We separate then between rigorous models and good models. A rigorous model is one that incorporated all relevant data that was known at the time of the prediction, and modeled the mechanisms between that data correctly. A good model, however, is one that has better long-term predictive ability by decreasing hubris. A good model is one that actually understands how much information it has.
A single outcome cannot prove if a predictive model is good, but it can prove a model is bad. Outcomes can be used to prove, disprove, or improve a model over time.
When it comes to the unknown, some things are random - they cannot be predicted with any measure of confidence. However, prediction and confidence are relative to the actor. Therefore, in some cases, better measurement and understanding can decrease randomness. Perfectly measuring the weight distribution of a coin may yield perfect predictions. It is possible, however, that some things are truly random, and no amount of measurement will ever allow prediction.
The more randomness in a system, the harder it is to make accurate predictions. However, even systems with an element of randomness can be bounded. A coin flip may have a random outcome, but we know it will always yield heads or tails.

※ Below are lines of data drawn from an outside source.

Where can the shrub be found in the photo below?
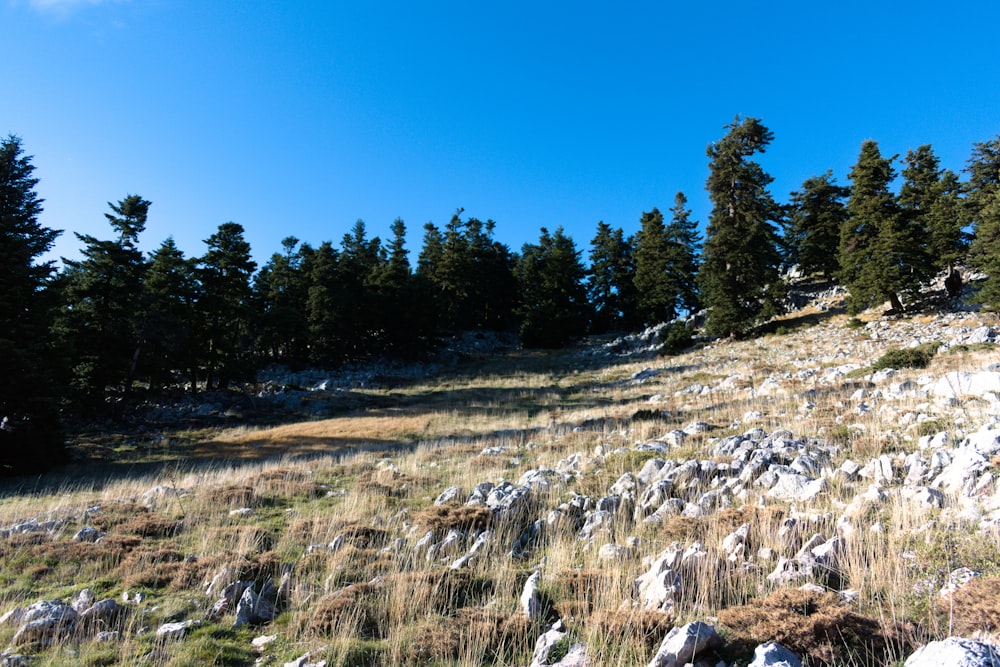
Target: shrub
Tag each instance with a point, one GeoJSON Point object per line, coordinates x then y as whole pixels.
{"type": "Point", "coordinates": [911, 357]}
{"type": "Point", "coordinates": [974, 607]}
{"type": "Point", "coordinates": [817, 626]}
{"type": "Point", "coordinates": [676, 339]}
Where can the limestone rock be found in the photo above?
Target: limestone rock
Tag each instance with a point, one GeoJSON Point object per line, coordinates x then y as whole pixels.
{"type": "Point", "coordinates": [684, 644]}
{"type": "Point", "coordinates": [954, 652]}
{"type": "Point", "coordinates": [773, 654]}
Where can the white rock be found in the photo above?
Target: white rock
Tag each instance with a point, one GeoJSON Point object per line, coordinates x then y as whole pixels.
{"type": "Point", "coordinates": [531, 605]}
{"type": "Point", "coordinates": [773, 654]}
{"type": "Point", "coordinates": [954, 652]}
{"type": "Point", "coordinates": [683, 644]}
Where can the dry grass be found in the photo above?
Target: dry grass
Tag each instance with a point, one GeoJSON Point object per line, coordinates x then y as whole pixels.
{"type": "Point", "coordinates": [368, 479]}
{"type": "Point", "coordinates": [817, 626]}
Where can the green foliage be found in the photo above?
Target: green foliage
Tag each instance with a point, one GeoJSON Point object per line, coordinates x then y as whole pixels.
{"type": "Point", "coordinates": [666, 264]}
{"type": "Point", "coordinates": [882, 254]}
{"type": "Point", "coordinates": [931, 202]}
{"type": "Point", "coordinates": [469, 275]}
{"type": "Point", "coordinates": [610, 281]}
{"type": "Point", "coordinates": [30, 437]}
{"type": "Point", "coordinates": [553, 308]}
{"type": "Point", "coordinates": [911, 357]}
{"type": "Point", "coordinates": [739, 275]}
{"type": "Point", "coordinates": [101, 321]}
{"type": "Point", "coordinates": [812, 234]}
{"type": "Point", "coordinates": [225, 310]}
{"type": "Point", "coordinates": [677, 338]}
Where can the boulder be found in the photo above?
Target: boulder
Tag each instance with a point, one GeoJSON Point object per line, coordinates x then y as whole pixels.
{"type": "Point", "coordinates": [773, 654]}
{"type": "Point", "coordinates": [684, 644]}
{"type": "Point", "coordinates": [531, 604]}
{"type": "Point", "coordinates": [954, 652]}
{"type": "Point", "coordinates": [44, 621]}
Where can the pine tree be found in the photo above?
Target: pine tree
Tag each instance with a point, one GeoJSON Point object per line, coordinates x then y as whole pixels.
{"type": "Point", "coordinates": [281, 290]}
{"type": "Point", "coordinates": [170, 299]}
{"type": "Point", "coordinates": [360, 262]}
{"type": "Point", "coordinates": [30, 432]}
{"type": "Point", "coordinates": [226, 307]}
{"type": "Point", "coordinates": [984, 211]}
{"type": "Point", "coordinates": [657, 295]}
{"type": "Point", "coordinates": [610, 280]}
{"type": "Point", "coordinates": [932, 208]}
{"type": "Point", "coordinates": [102, 318]}
{"type": "Point", "coordinates": [323, 314]}
{"type": "Point", "coordinates": [881, 252]}
{"type": "Point", "coordinates": [685, 243]}
{"type": "Point", "coordinates": [553, 307]}
{"type": "Point", "coordinates": [817, 212]}
{"type": "Point", "coordinates": [739, 277]}
{"type": "Point", "coordinates": [470, 276]}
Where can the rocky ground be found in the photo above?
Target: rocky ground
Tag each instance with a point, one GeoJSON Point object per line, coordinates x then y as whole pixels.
{"type": "Point", "coordinates": [828, 493]}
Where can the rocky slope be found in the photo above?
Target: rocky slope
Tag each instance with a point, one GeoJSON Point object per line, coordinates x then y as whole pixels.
{"type": "Point", "coordinates": [791, 499]}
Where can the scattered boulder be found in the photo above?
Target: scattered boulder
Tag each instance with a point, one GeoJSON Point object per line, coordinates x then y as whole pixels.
{"type": "Point", "coordinates": [684, 644]}
{"type": "Point", "coordinates": [954, 652]}
{"type": "Point", "coordinates": [45, 621]}
{"type": "Point", "coordinates": [773, 654]}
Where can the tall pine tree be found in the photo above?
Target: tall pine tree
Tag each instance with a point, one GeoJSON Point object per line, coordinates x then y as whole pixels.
{"type": "Point", "coordinates": [739, 276]}
{"type": "Point", "coordinates": [553, 308]}
{"type": "Point", "coordinates": [30, 434]}
{"type": "Point", "coordinates": [817, 212]}
{"type": "Point", "coordinates": [102, 318]}
{"type": "Point", "coordinates": [882, 254]}
{"type": "Point", "coordinates": [226, 307]}
{"type": "Point", "coordinates": [984, 210]}
{"type": "Point", "coordinates": [610, 286]}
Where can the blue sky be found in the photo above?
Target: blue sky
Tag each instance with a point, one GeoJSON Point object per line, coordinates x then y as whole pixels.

Chaos is a subset of temporary randomness. Chaos (as seen in the double pendulum example) occurs when a tiny, tiny variance in initial conditions leads to huge disparities in outcome. In theory, two double pendulums with precisely the same starting conditions, will follow the same path. The problem is that it is almost impossible for us to measure to that degree of precision. While our measurements catch up, we treat chaos as permanent randomness.
Risk is upside and downside is the potential outcome associated with the future (or any uncertainty), or the attachment of something of value to a prediction. In a fully certain world, where all is known, there is no risk. Uncertainty can be aggregated and disaggregated, so risk in markets can be as well. This is the foundation of insurance - the downside of an individual car accident is high, but the probability of it happening to a single person is difficult to compute. The individual, then, is willing to trade money to decrease that downside. The number of accidents over a million drivers, however, is easier to compute, so an insurer is willing to take that money in exchange for a financial guarantee. In this way, uncertainty is decreased as data is aggregated, creating a market.
The market is a reflection of many, many different predictive models. These models inherently require subjective assumptions (because they are, in part, based on predictions of what others are thinking and planning). These models process data differently, and incorporate uncertainty differently into their predictions (for example, the majority of models may treat all randomness in the same way, without correctly considering the bounds of that randomness, and thus over-punish randomness). Without differing models, there would be no markets. New data is then always priced in, but there is no guarantee that it is always priced in correctly.
Efficient market theory claims that these models may all be wrong, but that their aggregate, the weighted average of all of the models - reflected in price - is the best predictive model based on everything that is known. George Soros claims that the market’s blind faith in efficient markets itself is a wrong assumption in so many predictive models, that in many cases, the markets are deeply inefficient (but more on this later).